To help celebrate Careers in Student Affairs Month, we are happy to have ACPA's Doctoral Intern Mei-Yen Ireland share a personal reflection on her experience in the field and as a graduate student.

We all have stories about how we came to the field of student affairs.  For many people it was through personal experiences as undergraduate students in areas such as residence life or orientation.  For some, the area of student affairs that initially drew them to the field is the area that continues to be their professional home.  One of the great things about a career in student affairs is the opportunity for our own personal development while creating opportunities for our students to grow and develop.  My career in student affairs has not been a linear path.  Student affairs has provided me the opportunity to continually evolve personally and professionally.

My entry into the field of student affairs came through my involvement in co-curricular service-learning.  I enjoyed participating in service-learning throughout my undergraduate experience and worked as an AmeriCorps civic engagement coordinator at my alma mater after graduating.  I was drawn to a career in student affairs because I saw the transformative impact service-learning could have on student learning and development and I believed that there was also a reciprocal benefit to the community.  To me, experiential learning and co-curricular experiences enable student to engage with social issues in tangible ways that may not occur in the classroom.  The opportunity to learn through real world issues and have an impact on those pressing social issues was a goal that I was eager to adopt in my professional work.

During my six years working in student affairs and focusing on service-learning, I was exposed to complexities, not only within the social issues around which the service-learning was structured, but within the bureaucracy, privilege, and stereotypes that make service-learning in higher education challenging.  I learned about the limitations and assumptions service-learning could place on students who may not always come from privileged backgrounds but in some cases from within the community being served.  I also noticed the ways in which service-learning could lack the reciprocity that is generally thought to be a guiding principle of community-university partnerships.

Over time I realized that, despite my questions about the idyllic possibility of service-learning, at its core, I still believed that student affairs could create powerful opportunities for promoting student learning and development while addressing social issues in the larger community.  I returned to graduate school in higher education and student affairs in an effort to explore my belief that higher education has the opportunity and responsibility to positively impact both student learning and the local community.  Along the way I found myself drawn to two-year institutions as models for how institutional missions could pursue a social justice focus with tangible and positive effects on social issues and the local community.

Two-year colleges have at their heart the goal of meeting the needs of their local community and decreasing inequality through the educational opportunities they create for students.  However, their goals have many challenges such as the large numbers of nontraditional students, lack of funding, and strict accountability measures.  Throughout my graduate work my research interests have focused on access and retention of underrepresented students at two-year colleges and the many complexities two-year institutions face with the changing economic landscape.

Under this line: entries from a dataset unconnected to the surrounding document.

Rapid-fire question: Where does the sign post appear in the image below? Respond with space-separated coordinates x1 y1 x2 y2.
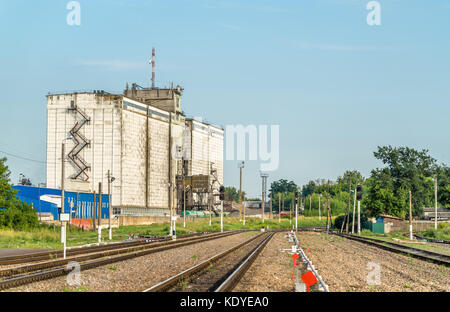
60 213 70 259
171 216 177 240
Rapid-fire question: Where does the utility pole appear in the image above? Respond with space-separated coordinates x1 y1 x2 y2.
318 194 321 221
98 182 102 228
270 192 273 219
209 186 212 226
409 190 413 240
169 183 173 236
92 190 96 231
220 199 224 233
261 173 268 223
38 183 42 222
326 194 330 234
61 142 66 245
309 196 311 215
295 191 299 232
290 200 292 225
107 170 112 240
434 177 438 230
278 193 281 223
352 188 356 234
183 185 186 228
342 177 352 233
239 162 244 221
174 187 178 234
61 142 65 217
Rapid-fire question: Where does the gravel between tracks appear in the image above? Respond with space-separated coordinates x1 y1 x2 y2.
233 232 293 292
174 233 269 292
3 232 258 292
297 232 450 292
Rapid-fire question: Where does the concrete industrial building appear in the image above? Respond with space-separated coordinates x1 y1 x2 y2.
46 83 223 217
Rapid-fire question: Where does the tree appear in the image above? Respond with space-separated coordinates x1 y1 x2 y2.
436 165 450 208
363 146 438 217
0 157 38 229
224 186 246 202
301 181 316 198
270 179 298 195
364 168 409 218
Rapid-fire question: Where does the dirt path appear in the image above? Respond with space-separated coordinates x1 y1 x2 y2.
297 232 449 292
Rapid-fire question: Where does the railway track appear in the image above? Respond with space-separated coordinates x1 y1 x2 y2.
143 231 274 292
0 230 246 291
414 234 450 245
332 232 450 266
0 231 219 266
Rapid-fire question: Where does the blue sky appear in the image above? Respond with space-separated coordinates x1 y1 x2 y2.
0 0 449 198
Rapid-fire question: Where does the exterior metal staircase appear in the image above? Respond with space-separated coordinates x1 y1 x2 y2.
68 107 91 181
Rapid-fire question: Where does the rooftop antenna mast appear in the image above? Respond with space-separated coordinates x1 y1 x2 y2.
150 47 156 89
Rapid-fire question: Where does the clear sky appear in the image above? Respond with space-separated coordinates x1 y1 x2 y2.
0 0 449 198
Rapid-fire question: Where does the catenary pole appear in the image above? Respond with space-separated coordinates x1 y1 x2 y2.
98 182 102 228
352 188 356 234
435 177 438 230
409 190 413 240
108 170 112 240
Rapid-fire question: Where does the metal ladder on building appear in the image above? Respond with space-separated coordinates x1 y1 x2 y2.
68 107 91 181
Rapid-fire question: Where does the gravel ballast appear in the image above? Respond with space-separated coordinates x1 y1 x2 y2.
233 232 294 292
4 232 258 292
297 232 450 292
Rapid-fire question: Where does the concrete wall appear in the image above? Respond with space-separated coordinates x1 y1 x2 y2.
47 91 224 217
384 220 444 233
46 93 122 206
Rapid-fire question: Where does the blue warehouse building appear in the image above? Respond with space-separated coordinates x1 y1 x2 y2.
12 185 109 221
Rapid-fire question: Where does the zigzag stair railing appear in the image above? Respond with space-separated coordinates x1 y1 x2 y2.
68 107 91 181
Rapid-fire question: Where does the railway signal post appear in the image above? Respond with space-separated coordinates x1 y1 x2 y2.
357 185 363 235
220 185 225 233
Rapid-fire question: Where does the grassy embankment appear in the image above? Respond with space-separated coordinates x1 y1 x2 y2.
422 222 450 241
359 223 450 255
0 216 328 250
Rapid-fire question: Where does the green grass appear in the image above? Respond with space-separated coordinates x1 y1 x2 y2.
63 286 89 292
422 222 450 241
0 216 327 250
360 228 450 256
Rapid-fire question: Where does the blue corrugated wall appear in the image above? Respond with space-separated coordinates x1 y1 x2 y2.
12 185 109 221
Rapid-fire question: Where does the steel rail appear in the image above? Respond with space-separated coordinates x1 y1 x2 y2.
214 233 274 292
413 234 450 245
0 231 245 290
0 231 242 279
0 231 223 265
333 232 450 267
143 232 270 292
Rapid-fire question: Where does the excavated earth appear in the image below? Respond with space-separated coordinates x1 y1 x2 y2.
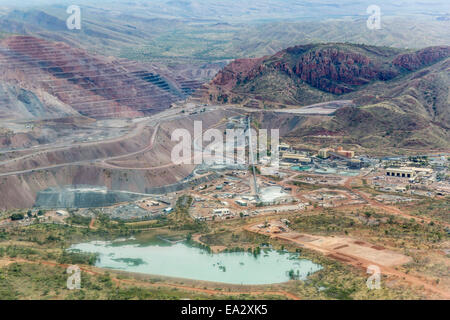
0 109 236 209
0 35 235 209
0 35 203 120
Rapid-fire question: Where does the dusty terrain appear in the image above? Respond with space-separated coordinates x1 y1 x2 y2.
0 105 240 209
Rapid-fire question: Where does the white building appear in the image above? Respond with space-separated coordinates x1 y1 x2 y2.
212 208 232 216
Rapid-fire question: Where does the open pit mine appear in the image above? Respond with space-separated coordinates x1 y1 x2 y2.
0 35 236 210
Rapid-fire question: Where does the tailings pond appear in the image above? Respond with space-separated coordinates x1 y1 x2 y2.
70 240 322 285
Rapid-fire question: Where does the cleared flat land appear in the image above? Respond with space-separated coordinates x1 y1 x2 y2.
247 222 411 267
273 100 354 115
245 221 449 299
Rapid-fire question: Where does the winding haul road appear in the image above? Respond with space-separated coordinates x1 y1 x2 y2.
0 100 354 178
0 105 218 177
0 104 251 176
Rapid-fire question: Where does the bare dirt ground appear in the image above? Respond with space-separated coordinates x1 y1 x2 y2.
192 234 227 253
344 176 450 228
245 222 450 299
89 218 96 230
0 258 15 267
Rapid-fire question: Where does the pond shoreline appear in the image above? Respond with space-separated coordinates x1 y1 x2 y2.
69 238 322 285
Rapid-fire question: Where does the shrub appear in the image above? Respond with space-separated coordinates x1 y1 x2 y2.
10 213 24 221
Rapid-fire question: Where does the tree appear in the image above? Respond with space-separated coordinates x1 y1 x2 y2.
287 269 300 280
10 213 24 221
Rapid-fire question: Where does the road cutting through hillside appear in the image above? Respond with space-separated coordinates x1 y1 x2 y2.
0 118 149 166
0 123 159 177
0 106 245 176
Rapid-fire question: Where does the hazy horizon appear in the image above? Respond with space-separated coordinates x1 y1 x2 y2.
0 0 448 22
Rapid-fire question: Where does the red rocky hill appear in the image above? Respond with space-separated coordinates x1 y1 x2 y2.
207 43 449 97
201 43 450 151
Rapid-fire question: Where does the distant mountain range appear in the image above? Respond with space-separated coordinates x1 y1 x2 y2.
202 43 450 150
0 2 448 152
0 5 448 66
1 0 448 22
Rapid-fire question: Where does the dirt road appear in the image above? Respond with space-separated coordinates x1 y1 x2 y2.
344 176 449 227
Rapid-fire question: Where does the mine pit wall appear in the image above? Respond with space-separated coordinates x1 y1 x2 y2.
35 189 145 209
0 109 241 209
35 172 219 209
1 36 204 120
0 163 195 210
144 173 220 195
100 109 241 168
0 126 155 173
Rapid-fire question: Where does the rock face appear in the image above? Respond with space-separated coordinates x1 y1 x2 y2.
0 108 235 209
0 82 71 120
203 43 450 151
35 173 221 208
206 43 450 97
35 185 146 209
393 46 450 71
0 36 203 119
212 57 266 90
288 47 396 94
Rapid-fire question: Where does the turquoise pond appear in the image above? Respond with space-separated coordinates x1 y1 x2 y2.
69 241 322 285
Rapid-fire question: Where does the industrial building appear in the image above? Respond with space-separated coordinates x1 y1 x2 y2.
386 168 415 178
279 142 291 151
385 167 433 178
235 200 248 206
212 208 232 216
318 147 354 159
335 146 355 159
348 159 362 169
318 148 333 159
281 153 312 164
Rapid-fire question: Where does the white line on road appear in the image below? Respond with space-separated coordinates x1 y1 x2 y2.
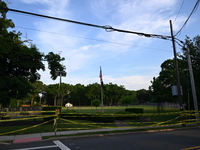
53 140 71 150
13 145 57 150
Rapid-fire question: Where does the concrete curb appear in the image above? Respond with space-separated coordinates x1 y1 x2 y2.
0 126 199 144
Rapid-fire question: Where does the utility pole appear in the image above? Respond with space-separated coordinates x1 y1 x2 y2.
169 20 184 112
185 47 199 123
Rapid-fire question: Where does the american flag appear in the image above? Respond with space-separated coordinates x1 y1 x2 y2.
99 66 103 87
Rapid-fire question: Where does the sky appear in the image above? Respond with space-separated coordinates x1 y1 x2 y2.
4 0 200 90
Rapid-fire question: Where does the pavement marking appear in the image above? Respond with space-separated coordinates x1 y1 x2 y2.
13 137 41 143
54 140 71 150
180 145 200 150
12 140 70 150
13 145 57 150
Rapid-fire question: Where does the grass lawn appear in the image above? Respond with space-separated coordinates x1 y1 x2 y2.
1 105 190 136
62 105 179 114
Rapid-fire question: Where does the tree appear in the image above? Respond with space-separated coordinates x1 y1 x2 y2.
149 77 168 112
85 83 101 106
136 89 150 104
70 84 87 106
29 81 46 106
180 35 200 109
46 84 58 106
0 1 65 107
104 83 125 105
92 99 101 109
60 83 73 106
119 96 133 106
44 52 65 80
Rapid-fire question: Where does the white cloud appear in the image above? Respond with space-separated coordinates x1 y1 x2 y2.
64 45 99 71
104 75 152 90
20 0 70 17
20 0 69 5
18 0 189 90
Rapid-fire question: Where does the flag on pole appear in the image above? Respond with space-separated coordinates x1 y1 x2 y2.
99 66 104 112
99 66 104 87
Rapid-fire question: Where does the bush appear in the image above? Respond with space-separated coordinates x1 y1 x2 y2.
92 99 101 108
90 114 115 123
60 113 92 120
61 113 115 122
125 108 144 114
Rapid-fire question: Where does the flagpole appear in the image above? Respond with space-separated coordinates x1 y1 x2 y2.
101 84 104 113
99 66 104 113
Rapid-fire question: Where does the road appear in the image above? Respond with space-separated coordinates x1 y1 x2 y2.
1 128 200 150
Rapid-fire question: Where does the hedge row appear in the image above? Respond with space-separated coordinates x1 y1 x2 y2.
125 108 144 114
42 107 143 122
60 113 115 123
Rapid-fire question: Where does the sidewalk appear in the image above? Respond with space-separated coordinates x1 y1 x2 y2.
0 127 143 144
0 120 136 144
0 125 187 144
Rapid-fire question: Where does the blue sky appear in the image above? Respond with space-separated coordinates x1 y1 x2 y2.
5 0 200 90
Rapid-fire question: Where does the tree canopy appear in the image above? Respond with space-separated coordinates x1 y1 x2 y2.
150 35 200 110
0 0 65 107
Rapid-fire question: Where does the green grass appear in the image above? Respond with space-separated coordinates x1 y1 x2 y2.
62 105 179 114
1 105 192 136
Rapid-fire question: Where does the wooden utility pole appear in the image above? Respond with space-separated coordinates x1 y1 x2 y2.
169 20 184 111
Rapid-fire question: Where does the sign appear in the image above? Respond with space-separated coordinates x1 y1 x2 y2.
171 85 183 96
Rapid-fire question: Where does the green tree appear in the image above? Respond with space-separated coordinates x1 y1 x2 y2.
85 83 100 106
180 35 200 109
104 83 125 105
46 84 58 106
44 52 65 80
149 35 200 110
150 59 187 102
92 99 101 109
136 89 150 104
119 96 133 106
70 84 87 106
60 83 73 106
0 1 65 107
29 81 46 106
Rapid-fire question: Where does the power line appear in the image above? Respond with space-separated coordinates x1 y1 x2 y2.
174 0 200 36
16 26 171 52
0 7 171 40
173 0 185 24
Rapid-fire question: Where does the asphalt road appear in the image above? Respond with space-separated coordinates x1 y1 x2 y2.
1 128 200 150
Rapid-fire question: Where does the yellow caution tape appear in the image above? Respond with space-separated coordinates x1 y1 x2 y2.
0 119 53 136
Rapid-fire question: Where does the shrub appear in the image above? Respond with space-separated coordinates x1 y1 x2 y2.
90 114 115 123
125 108 144 114
92 99 101 108
60 113 92 120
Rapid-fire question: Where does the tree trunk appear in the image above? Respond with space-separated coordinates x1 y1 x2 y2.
54 96 57 106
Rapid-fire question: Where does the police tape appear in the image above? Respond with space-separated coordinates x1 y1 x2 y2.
0 115 56 122
1 111 199 134
150 116 181 127
54 115 199 131
0 119 53 136
59 118 104 128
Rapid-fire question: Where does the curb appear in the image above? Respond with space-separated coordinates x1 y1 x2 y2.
42 126 200 141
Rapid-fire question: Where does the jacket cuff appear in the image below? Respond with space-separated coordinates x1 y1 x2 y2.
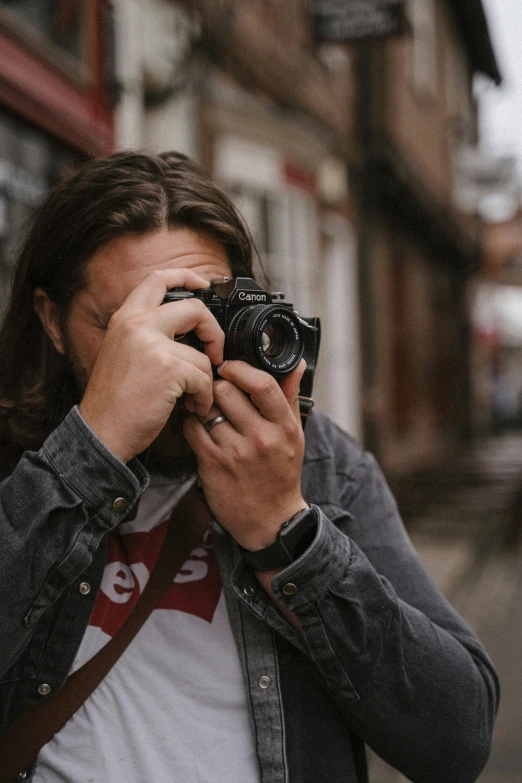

Influenced by my early career work in service-learning, I have come to see that higher education’s context is not just its own isolated environment, but there are interactions with external social and policy structures that need to be illuminated.  I think higher education has the potential to be a strategy for equity, and I see access to and success in higher education as inextricably tied to social issues, such as racism and poverty. The next evolution of my career in student affairs is marked with questions about whether education as a strategy of equity is a viable mission and what role student affairs can have in shifting higher education toward this goal.  A career in student affairs is an opportunity to promote the learning and development of students and ourselves.  I am hopeful that we will all embrace the questions and complexities of the work we do in student affairs and strive to use these questions to shape the culture and promote the powerful outcomes that are possible in higher education.